Is your company “really” investor ready? Do you know how to market and sell to outside investors? Do you have a sound financing strategy? Here is what Anita Roddick, founder of The Body Shop, once said: “There are only two ways of raising money: the hard way and the very hard way.”
New York Times Article: In Pitching to Angel Investors, Preparation Tops Zeal
For entrepreneurs hoping to land start-up capital from angel investors, here is what two recent studies found: Don’t get carried away when you pitch your product, because the investors may lose interest faster than you can say “almost unlimited market,” The New York Times’s Brent Bowers reports in this article.

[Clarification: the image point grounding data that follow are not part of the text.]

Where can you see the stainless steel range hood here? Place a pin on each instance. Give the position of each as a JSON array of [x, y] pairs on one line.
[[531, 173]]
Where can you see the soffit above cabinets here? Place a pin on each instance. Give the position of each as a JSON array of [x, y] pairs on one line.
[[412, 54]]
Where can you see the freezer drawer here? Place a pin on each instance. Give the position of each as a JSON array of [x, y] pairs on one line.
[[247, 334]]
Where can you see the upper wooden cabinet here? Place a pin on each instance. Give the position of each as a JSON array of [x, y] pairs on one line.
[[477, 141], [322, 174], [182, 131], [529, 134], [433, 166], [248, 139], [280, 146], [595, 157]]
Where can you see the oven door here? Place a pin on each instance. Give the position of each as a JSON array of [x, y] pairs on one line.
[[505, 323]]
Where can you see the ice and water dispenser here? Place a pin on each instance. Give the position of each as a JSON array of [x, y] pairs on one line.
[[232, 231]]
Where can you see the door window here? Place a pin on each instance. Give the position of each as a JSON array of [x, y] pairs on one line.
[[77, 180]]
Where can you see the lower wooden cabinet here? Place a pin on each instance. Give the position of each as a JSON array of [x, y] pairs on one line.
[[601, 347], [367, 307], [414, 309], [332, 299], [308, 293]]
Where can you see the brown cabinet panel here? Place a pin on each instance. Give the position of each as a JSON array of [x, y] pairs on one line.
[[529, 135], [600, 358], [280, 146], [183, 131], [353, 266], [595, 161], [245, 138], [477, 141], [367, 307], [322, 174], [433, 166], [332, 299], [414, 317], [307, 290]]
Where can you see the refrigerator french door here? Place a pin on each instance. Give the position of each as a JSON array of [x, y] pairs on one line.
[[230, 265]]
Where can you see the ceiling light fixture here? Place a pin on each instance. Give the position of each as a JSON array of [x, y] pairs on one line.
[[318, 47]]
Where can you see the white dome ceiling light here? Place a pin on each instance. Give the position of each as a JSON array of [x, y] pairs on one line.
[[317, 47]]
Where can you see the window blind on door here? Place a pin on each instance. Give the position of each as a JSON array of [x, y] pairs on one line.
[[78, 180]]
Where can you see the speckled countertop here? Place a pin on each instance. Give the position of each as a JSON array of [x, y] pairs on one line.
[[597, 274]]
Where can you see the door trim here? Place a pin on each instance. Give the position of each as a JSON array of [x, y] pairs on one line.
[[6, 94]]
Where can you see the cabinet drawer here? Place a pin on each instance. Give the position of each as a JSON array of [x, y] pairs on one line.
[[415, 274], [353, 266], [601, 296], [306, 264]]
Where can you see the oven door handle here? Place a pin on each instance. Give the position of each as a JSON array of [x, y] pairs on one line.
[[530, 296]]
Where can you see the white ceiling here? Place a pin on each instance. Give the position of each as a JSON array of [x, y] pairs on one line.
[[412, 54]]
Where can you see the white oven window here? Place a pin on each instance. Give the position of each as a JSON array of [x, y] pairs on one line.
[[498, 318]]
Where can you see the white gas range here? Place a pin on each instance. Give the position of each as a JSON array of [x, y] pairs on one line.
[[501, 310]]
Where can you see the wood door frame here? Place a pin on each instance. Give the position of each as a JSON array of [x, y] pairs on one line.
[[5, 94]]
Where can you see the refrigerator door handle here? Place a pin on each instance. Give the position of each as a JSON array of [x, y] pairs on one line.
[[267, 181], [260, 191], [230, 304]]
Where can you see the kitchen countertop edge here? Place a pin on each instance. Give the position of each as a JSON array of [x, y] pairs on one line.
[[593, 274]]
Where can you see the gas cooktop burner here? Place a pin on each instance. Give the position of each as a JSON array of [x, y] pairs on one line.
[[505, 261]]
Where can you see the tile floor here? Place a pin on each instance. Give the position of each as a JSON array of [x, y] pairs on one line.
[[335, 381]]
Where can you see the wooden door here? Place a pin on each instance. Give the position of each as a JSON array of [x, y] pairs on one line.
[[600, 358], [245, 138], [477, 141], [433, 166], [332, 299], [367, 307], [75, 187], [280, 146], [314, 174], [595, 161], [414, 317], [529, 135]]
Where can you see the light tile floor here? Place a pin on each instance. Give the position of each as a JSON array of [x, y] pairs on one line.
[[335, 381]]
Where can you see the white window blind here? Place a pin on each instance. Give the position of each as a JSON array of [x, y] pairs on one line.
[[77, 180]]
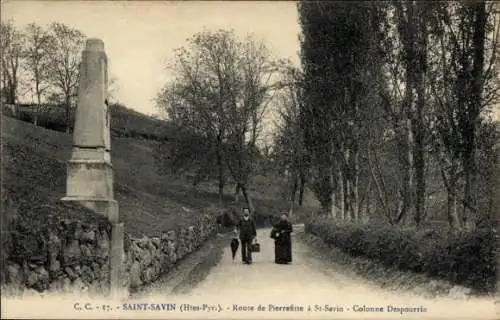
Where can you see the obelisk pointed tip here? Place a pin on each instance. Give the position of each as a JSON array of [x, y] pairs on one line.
[[94, 44]]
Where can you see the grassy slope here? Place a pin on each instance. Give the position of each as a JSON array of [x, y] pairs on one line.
[[35, 162]]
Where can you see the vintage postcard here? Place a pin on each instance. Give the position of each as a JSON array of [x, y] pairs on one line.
[[250, 159]]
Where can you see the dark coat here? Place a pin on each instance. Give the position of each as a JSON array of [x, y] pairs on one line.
[[283, 242], [248, 230]]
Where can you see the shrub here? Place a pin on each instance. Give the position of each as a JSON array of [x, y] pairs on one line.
[[466, 259]]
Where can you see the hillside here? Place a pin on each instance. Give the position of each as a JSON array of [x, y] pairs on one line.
[[34, 163]]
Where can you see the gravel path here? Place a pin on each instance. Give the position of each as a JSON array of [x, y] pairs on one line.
[[310, 283], [311, 287]]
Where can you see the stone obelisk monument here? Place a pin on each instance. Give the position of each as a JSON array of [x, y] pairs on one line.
[[90, 174]]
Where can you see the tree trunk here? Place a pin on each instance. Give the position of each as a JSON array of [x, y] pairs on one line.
[[237, 192], [68, 113], [420, 68], [474, 112], [355, 186], [220, 170], [332, 211], [248, 200], [295, 186], [301, 188], [341, 200], [39, 105]]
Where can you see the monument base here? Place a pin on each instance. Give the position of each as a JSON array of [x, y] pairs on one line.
[[89, 178], [106, 207]]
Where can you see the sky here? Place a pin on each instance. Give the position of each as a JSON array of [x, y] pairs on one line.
[[140, 36]]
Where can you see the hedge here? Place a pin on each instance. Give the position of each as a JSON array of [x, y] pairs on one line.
[[467, 259]]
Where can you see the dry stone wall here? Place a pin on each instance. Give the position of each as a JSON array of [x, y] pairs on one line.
[[71, 257], [74, 257], [147, 258]]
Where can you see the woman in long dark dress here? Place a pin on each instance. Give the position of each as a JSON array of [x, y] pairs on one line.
[[282, 241]]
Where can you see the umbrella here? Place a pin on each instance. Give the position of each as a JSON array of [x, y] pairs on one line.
[[234, 246]]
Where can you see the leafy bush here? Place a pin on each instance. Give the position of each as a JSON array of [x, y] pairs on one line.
[[466, 259]]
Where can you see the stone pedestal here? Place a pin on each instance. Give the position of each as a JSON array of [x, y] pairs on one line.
[[90, 174]]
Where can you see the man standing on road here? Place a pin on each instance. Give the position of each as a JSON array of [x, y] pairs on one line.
[[248, 232]]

What angels are looking for, authors of both reports said, is evidence of a market opportunity with growth potential, a strong management team and an exit strategy, including a list of possible acquirers, since the eventual sale of the companies they invest in is how they make money.
“Also, angels put a high value on trustworthiness,” said Richard Sudek of Chapman University, a former entrepreneur himself and the chairman-elect of Tech Coast Angels, the largest angel group in the United States based in Southern California. “If you don’t know the answer to a question, say so, and promise to get back to them. Don’t fake it.”
>>Read the Article at New York Times
ValuePoint: How To Get Ready for Angel Investors
Tech Coast Angels
Network of over 200 angel investors with a mission to fund early stage technology ventures in Southern California. Group operates three regional networks in Los Angeles, Orange County, and San Diego. Provides seed and early-stage capital in the range of $250K-$2M, an investment range not generally served by VCs. Since 1997 they have invested over $45 million in more than 60 Southern California companies, together with $456 million from co-investors. Their members are founders, CEO’s, venture capitalists and business leaders who have funded and built world-class companies. They mentor and coach, serve on their boards, provide contacts, and assist with team building, strategic planning and fundraising.
What are Angel investors?
Venture capitalists invest in more established ventures, but informal angel investors are the primary source of early stage risk capital for entrepreneurial ventures in the United States. Angels are private individuals that invest their own wealth in entrepreneurs who are not directly related to them through family or prior friendship, with the mindset that they will get higher returns as the ventures get “discovered” down the road by an attractive buyer.
Perfecting your Fast Pitch
It is this simple: First moments matter most. The whole point of your Fast Pitch is to get investors interested enough in you to get their business cards and to agree to meet with you at a later date, or at least to get them to refer you to someone else who might be interested in your deal. Jason Salfen, at MIT’s Sloan School of Management Entrepreneurship Center, puts it succinctly: “You don’t need to reel them in, it’s just getting that initial hook.”
Investors know that the way you will engage your initial customer base is through a Fast Pitch. It is the same for attracting strategic partners and even recruiting executives, which means that in general, the investors know that entrepreneurs best suited for funding can usually articulate their venture’s value proposition within a sentence or two. If it is more complicated than that to explain, it is probably not ready to be funded. So once you have your Fast Pitch down, be ready to catch the fruit as you shake the tree.
Special Guide for Raising Money From Venture Capitalists and Angel Investors
The world of venture capitalism has its own language, its own process, and its own methods of communication between entrepreneurs and potential investors. All entrepreneurs must go through the formal venture drill when raising money from outside investors. Just take your time to carefully research and understand how the private equity, risk capital, venture capital works.